The Packers’ practices that have been open to the media have appeared more spirited than past offseason workouts, in part because there is greater competition on the roster. Several familiar names departed during the offseason – wide receiver Greg Jennings signed a free-agent deal with the Minnesota Vikings, all-time leading receiver Donald Driver retired and veteran defensive leader Charles Woodson was released – leaving voids that must be filled in the locker room and in terms of on-field production.
“There's a lot of guys here that have things to prove,” said wide receiver Jordy Nelson, who’ll lead the receiving corps along with James Jones and Randall Cobb. “You can look at James and (me) and Randall. Everyone's going to talk about missing Donald and Greg -- which we will, it will be an adjustment -- but we know we have an opportunity to step up and we have beliefs in what we can do.”

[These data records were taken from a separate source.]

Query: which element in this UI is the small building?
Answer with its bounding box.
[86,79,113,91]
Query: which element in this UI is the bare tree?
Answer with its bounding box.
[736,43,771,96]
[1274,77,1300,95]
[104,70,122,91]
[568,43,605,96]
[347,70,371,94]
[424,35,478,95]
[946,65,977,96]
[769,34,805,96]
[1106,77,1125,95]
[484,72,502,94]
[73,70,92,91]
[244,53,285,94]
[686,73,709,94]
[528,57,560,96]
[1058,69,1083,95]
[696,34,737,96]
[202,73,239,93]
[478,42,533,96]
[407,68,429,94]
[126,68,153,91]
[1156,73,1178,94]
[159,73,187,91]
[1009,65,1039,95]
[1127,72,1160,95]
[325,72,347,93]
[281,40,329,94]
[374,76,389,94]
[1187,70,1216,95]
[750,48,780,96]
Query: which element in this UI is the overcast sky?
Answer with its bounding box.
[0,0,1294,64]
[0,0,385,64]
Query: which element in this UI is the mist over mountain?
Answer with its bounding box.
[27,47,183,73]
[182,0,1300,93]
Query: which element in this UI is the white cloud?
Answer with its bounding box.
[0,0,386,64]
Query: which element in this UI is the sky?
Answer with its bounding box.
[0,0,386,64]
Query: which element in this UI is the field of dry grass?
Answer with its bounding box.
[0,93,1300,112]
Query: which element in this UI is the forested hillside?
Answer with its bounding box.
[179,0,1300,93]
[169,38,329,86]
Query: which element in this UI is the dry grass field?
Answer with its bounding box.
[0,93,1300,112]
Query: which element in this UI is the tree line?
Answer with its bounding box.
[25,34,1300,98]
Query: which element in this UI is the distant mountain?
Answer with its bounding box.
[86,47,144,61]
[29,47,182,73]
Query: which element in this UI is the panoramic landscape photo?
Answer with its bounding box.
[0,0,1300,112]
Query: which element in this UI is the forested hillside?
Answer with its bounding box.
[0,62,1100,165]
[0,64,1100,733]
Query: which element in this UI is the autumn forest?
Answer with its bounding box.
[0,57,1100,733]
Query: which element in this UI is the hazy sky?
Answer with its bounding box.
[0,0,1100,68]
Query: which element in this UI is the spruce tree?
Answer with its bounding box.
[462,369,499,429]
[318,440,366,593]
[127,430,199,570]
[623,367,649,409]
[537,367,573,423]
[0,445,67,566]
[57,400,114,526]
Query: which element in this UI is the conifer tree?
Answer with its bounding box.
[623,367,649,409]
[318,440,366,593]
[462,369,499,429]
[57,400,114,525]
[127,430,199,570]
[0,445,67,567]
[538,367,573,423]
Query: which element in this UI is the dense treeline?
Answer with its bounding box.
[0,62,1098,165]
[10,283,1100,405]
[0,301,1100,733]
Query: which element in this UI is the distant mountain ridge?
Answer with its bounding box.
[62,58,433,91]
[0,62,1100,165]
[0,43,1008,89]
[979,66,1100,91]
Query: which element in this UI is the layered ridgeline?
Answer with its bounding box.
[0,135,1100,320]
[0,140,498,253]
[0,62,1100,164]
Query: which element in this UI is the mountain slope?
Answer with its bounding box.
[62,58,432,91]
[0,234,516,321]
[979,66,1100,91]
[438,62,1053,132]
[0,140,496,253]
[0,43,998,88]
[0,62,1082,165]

Nelson said the players believe they had Super Bowl-caliber teams each of the past two years and failed to deliver.
“Guys know there's a short window for a team to be as good as we are,” Nelson said. “You've got to make the most of those (years) and that's by winning championships. We know we've been close. We know we've had the team, but came up short.”
In an effort to avoid that same fate, the Packers have made some changes. McCarthy reconfigured his offensive line, taking four starters and moving them to four new positions. Now, they’ll like up with Bryan Bulaga at left tackle, Josh Sitton at left guard, T.J. Lang at right guard and Marshall Newhouse at right tackle. The defensive coaches not only spent much of the offseason working on solving the read-option that the 49ers used to burn them, but also emphasized increasing takeaways, especially forcing more fumbles.
And with the addition of two big-name running backs in the draft – second-rounder Eddie Lacy of Alabama and fourth-rounder Johnathan Franklin of UCLA – McCarthy insists that the running game will improve, which would help Rodgers and the aerial attack.
“We’ll be better, I promise you that,” McCarthy said of the run game. “You can write that down. In big letters.”
Whether their renewed sense of urgency leads to an overall improvement and another Super Bowl berth remains to be seen, but McCarthy insists the team is in a good place with the opening day of training camp 45 days away.
“You learn from your past experiences,” McCarthy said. “Every team is different, every year is different, every challenge that we’ll face will be different. There are opportunities to look back to the past that will help us encounter and conquer those challenges that are in front of us.”
And the feeling around the building is palpable.
“Obviously, we know we have the team, and we want to get the job done,” cornerback Tramon Williams said. “That’s why it’s so devastating when you lose. You didn’t get it done. That’s what the offseason is for – to be able to clear your head and refocus. Year after year, that’s what you do. Obviously we’ve turned it up a notch. I definitely see it out there at practice. I feel it. It’s a great environment. Hopefully when we go into camp, it continues and it shows up.”